Já haviam passado longos três dias que Jeongguk recusava os convites de seu primo. Sempre utilizando desculpas tão esfarrapadas que irritavam o mais velho. Coisas como: "estou ocupado", "está muito tarde e quero dormir", "quem sabe numa próxima".



Todas essas frases irritante ditas aos finais das ligações tiravam o Jung do sério, enquanto isso o Jeon apenas ria em divertimento por conseguir o queria; apenas uma bela semana de folga.



Contudo, seu primo ainda não tinha se dado por vencido. Hoseok estava planejando um jeito irrecusável de Jeongguk ir ao lugar onde estava o seu presente. Já tinha tudo esquematizado dentro da sua cabecinha e estava pronto para pôr a ideia em prática.



Era hoje que Jeon Jeongguk iria sair consigo, nem que pra isso ele tivesse que arrastar seu primo a força.



Resolveu começar o plano, mas primeiro optou por pedir ao seu chefe para sair mais cedo do trabalho. Caminhou a passos calmos até a grande sala do executivo, batendo três vezes na porta até ter permissão para adentrar no recinto.



— O que trazes você aqui, Sr. Jung? – Seu chefe era sempre muito educado, criado em pura formalidade graças a sua família tradicional.



— Vim pedir permissão ao senhor para sair mais cedo hoje.
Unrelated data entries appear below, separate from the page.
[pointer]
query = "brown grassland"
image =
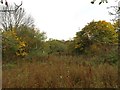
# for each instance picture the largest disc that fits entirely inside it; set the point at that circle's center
(60, 72)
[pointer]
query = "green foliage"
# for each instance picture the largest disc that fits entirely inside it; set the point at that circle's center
(22, 42)
(95, 32)
(56, 47)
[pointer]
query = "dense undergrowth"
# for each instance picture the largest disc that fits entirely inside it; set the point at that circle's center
(60, 72)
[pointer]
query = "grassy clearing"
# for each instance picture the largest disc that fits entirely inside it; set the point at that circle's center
(60, 72)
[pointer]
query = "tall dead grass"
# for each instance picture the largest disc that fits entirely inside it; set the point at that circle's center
(60, 72)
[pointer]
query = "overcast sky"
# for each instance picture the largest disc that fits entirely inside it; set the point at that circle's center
(61, 19)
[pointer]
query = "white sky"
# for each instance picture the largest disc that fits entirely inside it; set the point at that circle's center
(61, 19)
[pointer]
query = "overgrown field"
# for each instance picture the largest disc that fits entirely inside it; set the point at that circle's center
(60, 72)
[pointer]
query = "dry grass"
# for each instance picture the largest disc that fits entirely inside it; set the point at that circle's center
(60, 72)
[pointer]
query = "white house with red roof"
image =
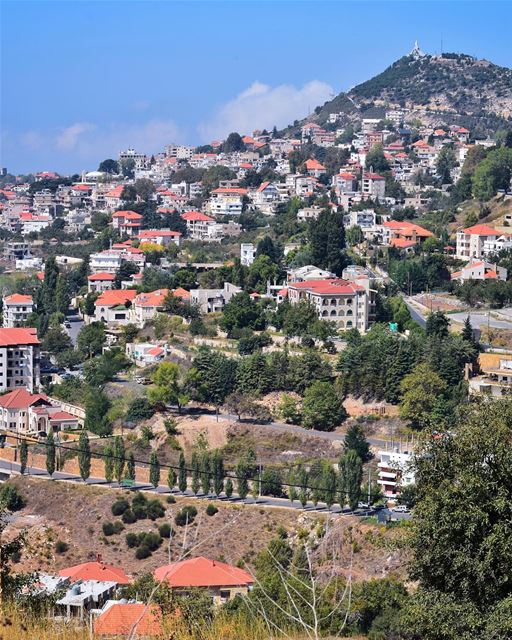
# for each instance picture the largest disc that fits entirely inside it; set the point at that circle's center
(349, 304)
(99, 282)
(16, 309)
(127, 223)
(226, 201)
(27, 413)
(479, 270)
(471, 241)
(220, 580)
(162, 237)
(373, 185)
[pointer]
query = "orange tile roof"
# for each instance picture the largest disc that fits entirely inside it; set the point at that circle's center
(120, 620)
(95, 571)
(10, 337)
(114, 297)
(21, 399)
(18, 298)
(202, 572)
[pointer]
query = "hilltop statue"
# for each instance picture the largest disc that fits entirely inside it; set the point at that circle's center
(416, 52)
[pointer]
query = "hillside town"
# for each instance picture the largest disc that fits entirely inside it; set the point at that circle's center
(260, 387)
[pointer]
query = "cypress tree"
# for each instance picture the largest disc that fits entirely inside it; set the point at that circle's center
(130, 467)
(182, 474)
(84, 455)
(154, 469)
(171, 478)
(50, 453)
(119, 454)
(23, 456)
(195, 474)
(108, 460)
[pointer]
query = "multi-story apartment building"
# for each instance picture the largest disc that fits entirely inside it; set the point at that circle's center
(16, 309)
(19, 359)
(350, 305)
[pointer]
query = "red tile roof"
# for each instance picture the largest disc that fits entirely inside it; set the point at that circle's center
(114, 297)
(18, 298)
(202, 572)
(95, 571)
(127, 619)
(12, 336)
(21, 399)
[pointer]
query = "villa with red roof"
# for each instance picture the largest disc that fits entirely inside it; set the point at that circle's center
(222, 581)
(349, 304)
(27, 413)
(470, 241)
(16, 309)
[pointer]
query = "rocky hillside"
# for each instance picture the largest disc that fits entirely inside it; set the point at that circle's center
(449, 89)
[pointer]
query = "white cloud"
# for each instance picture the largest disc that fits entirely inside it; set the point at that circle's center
(262, 106)
(69, 137)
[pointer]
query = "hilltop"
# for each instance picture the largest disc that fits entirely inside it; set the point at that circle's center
(450, 88)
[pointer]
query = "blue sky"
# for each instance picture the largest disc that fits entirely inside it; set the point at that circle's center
(82, 80)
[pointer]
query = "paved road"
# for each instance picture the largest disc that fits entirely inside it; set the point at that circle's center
(7, 466)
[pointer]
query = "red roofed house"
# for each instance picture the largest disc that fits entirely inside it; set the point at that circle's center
(27, 413)
(127, 223)
(19, 359)
(163, 237)
(349, 304)
(97, 570)
(373, 185)
(99, 282)
(314, 168)
(114, 307)
(129, 619)
(16, 309)
(197, 224)
(222, 581)
(147, 305)
(470, 241)
(480, 270)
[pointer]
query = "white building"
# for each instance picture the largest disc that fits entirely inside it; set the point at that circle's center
(395, 470)
(247, 253)
(19, 359)
(16, 309)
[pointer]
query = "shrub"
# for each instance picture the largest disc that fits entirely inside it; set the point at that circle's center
(185, 514)
(129, 517)
(211, 510)
(120, 506)
(164, 530)
(140, 512)
(11, 498)
(132, 540)
(143, 552)
(155, 509)
(61, 546)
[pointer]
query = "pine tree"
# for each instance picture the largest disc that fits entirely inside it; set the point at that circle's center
(119, 455)
(154, 469)
(108, 460)
(182, 474)
(351, 475)
(196, 483)
(84, 455)
(217, 464)
(50, 453)
(329, 483)
(171, 478)
(130, 468)
(23, 456)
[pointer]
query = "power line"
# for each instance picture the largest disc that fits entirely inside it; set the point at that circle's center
(189, 470)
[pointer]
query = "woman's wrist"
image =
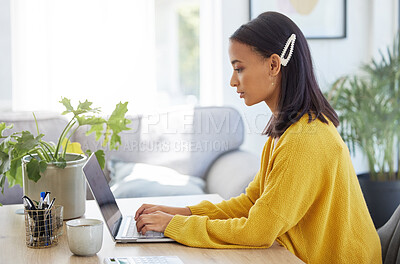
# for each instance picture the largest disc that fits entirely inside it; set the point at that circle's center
(184, 211)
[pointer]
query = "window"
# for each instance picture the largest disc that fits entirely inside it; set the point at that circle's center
(177, 25)
(146, 52)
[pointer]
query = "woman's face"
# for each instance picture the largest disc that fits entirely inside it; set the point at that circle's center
(256, 79)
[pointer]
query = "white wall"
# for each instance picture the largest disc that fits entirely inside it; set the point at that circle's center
(371, 25)
(5, 56)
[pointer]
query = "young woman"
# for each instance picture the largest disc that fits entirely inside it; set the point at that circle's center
(306, 194)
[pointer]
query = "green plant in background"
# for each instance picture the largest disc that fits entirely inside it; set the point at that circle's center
(20, 144)
(368, 108)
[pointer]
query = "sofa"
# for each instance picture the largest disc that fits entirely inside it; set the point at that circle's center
(179, 151)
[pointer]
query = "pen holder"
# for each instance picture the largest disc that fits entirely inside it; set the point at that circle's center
(43, 227)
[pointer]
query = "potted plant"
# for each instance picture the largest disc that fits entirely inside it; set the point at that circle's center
(37, 165)
(369, 112)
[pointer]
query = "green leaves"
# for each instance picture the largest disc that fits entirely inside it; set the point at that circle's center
(82, 108)
(34, 168)
(19, 144)
(117, 123)
(26, 142)
(369, 112)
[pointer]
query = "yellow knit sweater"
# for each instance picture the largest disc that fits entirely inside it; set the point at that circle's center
(306, 196)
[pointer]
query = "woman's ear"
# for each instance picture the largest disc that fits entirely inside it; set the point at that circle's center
(274, 64)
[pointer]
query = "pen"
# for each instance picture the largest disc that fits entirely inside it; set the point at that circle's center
(46, 199)
(40, 206)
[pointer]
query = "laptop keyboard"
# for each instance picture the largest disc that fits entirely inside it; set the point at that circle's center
(132, 231)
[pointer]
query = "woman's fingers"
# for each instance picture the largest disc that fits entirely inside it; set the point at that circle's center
(156, 221)
(142, 209)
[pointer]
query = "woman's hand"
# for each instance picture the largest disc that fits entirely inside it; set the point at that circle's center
(151, 208)
(156, 221)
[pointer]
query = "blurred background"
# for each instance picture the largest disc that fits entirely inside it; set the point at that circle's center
(160, 54)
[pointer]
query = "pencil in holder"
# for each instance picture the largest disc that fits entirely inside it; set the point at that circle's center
(43, 226)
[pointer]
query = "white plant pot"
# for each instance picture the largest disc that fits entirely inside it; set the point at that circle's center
(67, 185)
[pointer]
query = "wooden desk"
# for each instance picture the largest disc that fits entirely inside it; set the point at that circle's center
(14, 250)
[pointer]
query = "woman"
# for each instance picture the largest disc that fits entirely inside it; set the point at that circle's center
(306, 194)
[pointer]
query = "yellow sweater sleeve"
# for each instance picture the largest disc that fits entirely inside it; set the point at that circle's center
(280, 207)
(233, 208)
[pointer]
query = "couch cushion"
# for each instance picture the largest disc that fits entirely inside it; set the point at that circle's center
(130, 179)
(187, 140)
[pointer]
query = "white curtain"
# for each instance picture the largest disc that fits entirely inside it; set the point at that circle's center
(100, 50)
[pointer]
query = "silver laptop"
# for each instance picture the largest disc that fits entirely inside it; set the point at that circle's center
(122, 228)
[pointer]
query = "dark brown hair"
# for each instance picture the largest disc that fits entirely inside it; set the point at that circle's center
(300, 93)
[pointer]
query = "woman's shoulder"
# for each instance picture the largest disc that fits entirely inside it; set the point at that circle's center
(306, 133)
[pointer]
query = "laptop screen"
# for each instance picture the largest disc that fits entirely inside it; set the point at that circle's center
(101, 191)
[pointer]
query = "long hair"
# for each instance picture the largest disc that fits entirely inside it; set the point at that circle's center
(300, 93)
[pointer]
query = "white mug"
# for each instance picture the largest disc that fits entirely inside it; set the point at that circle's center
(85, 236)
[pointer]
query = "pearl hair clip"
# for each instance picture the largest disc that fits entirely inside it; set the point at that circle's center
(290, 41)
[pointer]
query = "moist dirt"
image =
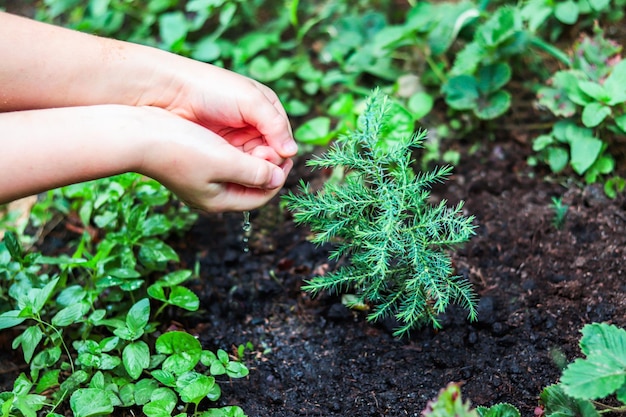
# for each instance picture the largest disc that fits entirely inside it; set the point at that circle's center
(538, 286)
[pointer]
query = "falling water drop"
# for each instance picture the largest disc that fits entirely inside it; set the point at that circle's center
(247, 229)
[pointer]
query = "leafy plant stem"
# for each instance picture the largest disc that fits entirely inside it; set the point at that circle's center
(551, 49)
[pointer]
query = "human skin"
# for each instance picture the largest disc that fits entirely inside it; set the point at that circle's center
(78, 107)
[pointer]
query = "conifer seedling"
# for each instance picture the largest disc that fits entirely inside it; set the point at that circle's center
(381, 221)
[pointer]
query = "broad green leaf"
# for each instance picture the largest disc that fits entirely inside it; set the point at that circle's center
(604, 339)
(162, 403)
(593, 378)
(420, 104)
(175, 278)
(157, 292)
(498, 410)
(29, 340)
(557, 158)
(138, 316)
(584, 150)
(192, 386)
(10, 318)
(500, 27)
(46, 358)
(154, 253)
(595, 91)
(315, 131)
(594, 114)
(91, 402)
(566, 12)
(461, 92)
(184, 350)
(620, 121)
(13, 245)
(48, 380)
(39, 297)
(184, 298)
(71, 295)
(144, 389)
(493, 106)
(557, 404)
(136, 358)
(69, 315)
(173, 28)
(599, 5)
(265, 71)
(615, 84)
(166, 378)
(492, 78)
(206, 50)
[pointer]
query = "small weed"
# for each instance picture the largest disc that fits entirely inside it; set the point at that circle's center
(560, 212)
(379, 215)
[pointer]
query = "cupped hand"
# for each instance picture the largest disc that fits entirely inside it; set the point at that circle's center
(243, 111)
(208, 172)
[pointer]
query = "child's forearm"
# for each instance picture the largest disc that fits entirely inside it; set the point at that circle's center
(43, 149)
(47, 66)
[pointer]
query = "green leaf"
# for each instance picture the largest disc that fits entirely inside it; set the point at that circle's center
(265, 71)
(599, 5)
(138, 316)
(315, 131)
(206, 50)
(492, 78)
(461, 92)
(603, 372)
(29, 340)
(144, 390)
(493, 106)
(175, 278)
(420, 104)
(594, 114)
(192, 387)
(162, 403)
(557, 404)
(48, 380)
(184, 350)
(173, 28)
(615, 84)
(566, 12)
(39, 297)
(184, 298)
(620, 121)
(595, 91)
(10, 319)
(136, 358)
(91, 402)
(154, 253)
(69, 315)
(584, 148)
(498, 410)
(557, 158)
(13, 245)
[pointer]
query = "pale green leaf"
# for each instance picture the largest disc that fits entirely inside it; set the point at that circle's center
(136, 358)
(91, 402)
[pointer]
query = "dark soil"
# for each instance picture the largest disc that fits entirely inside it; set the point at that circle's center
(538, 286)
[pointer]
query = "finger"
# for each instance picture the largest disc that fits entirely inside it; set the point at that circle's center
(269, 118)
(247, 170)
(267, 153)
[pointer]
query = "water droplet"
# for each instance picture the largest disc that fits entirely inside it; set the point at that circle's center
(247, 230)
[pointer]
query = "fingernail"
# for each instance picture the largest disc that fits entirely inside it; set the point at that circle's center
(290, 148)
(278, 178)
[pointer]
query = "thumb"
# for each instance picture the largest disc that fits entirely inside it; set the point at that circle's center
(250, 171)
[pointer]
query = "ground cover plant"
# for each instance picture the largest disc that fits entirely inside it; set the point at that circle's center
(518, 91)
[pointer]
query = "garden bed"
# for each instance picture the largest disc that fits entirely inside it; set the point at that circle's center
(538, 286)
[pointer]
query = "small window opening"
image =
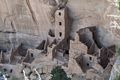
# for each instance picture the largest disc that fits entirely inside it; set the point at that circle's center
(60, 33)
(5, 70)
(60, 23)
(11, 71)
(31, 54)
(88, 64)
(59, 13)
(90, 58)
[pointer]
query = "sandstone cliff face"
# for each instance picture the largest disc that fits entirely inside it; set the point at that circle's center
(28, 21)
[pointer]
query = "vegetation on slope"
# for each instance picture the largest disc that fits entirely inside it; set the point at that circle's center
(59, 74)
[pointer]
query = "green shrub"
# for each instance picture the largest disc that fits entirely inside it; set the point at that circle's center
(59, 74)
(119, 4)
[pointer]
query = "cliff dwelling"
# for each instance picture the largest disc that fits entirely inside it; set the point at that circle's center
(78, 36)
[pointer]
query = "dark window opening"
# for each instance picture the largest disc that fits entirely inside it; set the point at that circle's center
(60, 23)
(90, 58)
(31, 54)
(51, 33)
(88, 64)
(60, 33)
(5, 70)
(11, 71)
(59, 13)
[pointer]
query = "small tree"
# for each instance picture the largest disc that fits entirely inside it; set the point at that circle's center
(119, 4)
(59, 74)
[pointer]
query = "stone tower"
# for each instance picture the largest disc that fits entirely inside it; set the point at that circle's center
(61, 23)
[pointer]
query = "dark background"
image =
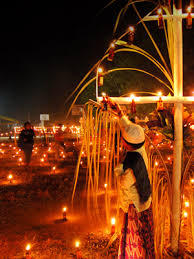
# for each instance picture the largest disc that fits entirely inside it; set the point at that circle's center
(45, 52)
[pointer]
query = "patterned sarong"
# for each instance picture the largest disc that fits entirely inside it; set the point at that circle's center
(137, 235)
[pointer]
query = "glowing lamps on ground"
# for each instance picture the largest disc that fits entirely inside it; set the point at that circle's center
(28, 252)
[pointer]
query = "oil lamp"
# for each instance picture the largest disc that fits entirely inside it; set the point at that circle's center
(160, 19)
(78, 250)
(100, 77)
(189, 18)
(131, 34)
(65, 214)
(28, 252)
(10, 177)
(113, 222)
(111, 52)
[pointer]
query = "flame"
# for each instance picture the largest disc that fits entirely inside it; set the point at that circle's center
(28, 247)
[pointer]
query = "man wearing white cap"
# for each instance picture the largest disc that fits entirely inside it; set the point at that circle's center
(137, 238)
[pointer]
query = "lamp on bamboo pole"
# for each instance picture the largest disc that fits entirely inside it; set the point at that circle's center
(178, 126)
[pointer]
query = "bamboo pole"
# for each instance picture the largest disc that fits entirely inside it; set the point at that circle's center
(178, 127)
(152, 99)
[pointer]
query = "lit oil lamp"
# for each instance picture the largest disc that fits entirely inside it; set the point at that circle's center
(20, 160)
(10, 178)
(65, 214)
(156, 163)
(78, 250)
(185, 214)
(113, 223)
(28, 252)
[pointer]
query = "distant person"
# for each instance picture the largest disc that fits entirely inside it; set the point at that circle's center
(26, 141)
(59, 136)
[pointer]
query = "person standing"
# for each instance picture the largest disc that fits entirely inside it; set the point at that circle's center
(137, 234)
(26, 141)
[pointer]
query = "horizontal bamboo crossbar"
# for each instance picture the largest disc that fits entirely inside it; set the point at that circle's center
(165, 17)
(151, 99)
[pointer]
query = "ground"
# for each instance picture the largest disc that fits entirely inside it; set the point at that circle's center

Tenho um compromisso muito importante.



— Hmm... – Soou pensativo, ponderando se deveria mesmo liberar o mais novo — Esse compromisso és tão importante ao ponto de precisar sair mais cedo?



— Caso de vida ou morte, se o senhor pode me compreender. – Tentou soar o mais sério possível, pois precisava convencer o mais velho a todo custo.



— Entendo. – Ficou em silêncio por um longo intervalo de tempo, o que causava angústia no Jung — Tudo bem. Sorte sua que hoje não temos nada de importante para que precisemos dos seus serviços.



— Muito obrigado, senhor. Não irá se arrepender! – Exclamou extasiado. Estava feliz pela primeira parte ter dado certo, pois convencer aquele homem era muito difícil.



— Sem problemas. Irei cobrar o favor depois. – Piscou e com as mãos o mandou se retirar em silêncio.



Com a primeira parte completa, Hoseok dirigiu-se até a sua sala, pegando todas as coisas que iria levar para casa e partiu para o estacionamento da empresa. Chegando no térreo, caminhou até o veículo e adentrou o mesmo, dirigindo a toda velocidade em busca de completar de vez a primeira parte do plano.



Percorrendo as ruas da cidade, ele observava todas as lojas em busca de uma em especial, pois seu querido primo precisava estar estonteante nessa noite. Ele precisava mostrar toda a beleza que Jeongguk escondia por trás da aparência um pouco desleixada na empresa, tudo devido ao seu cansaço.



Jeongguk que o aguardasse, pois a noite de hoje tinha tudo para lhe presentear com ótimas lembranças.



[...]



Enquanto Hoseok se dedicava em busca de agradar Jeongguk, o mais novo apenas encontrava-se jogado no sofá, maratonando Game of Thrones como um viciado que era.



Dava muitas risadas a cada fala divertida do Tyrion, sofria de amores pelo Jon Snow e torcia sempre pela Arya durante todas as aparições da mesma. Além de que, tinha um lado seu que sempre estava ali para apoiar – secretamente – Daenerys, mesmo sabendo que o final da série tinha sido horrível.



Argh... Nem gostava de lembrar dessa tragédia.



Pausou a série para ir preparar algo para lanchar. Olhou para a geladeira e as prateleiras e resolveu fazer um banquete hoje, pois para maratonar Game of Thrones era necessário estar sempre muito bem alimentado.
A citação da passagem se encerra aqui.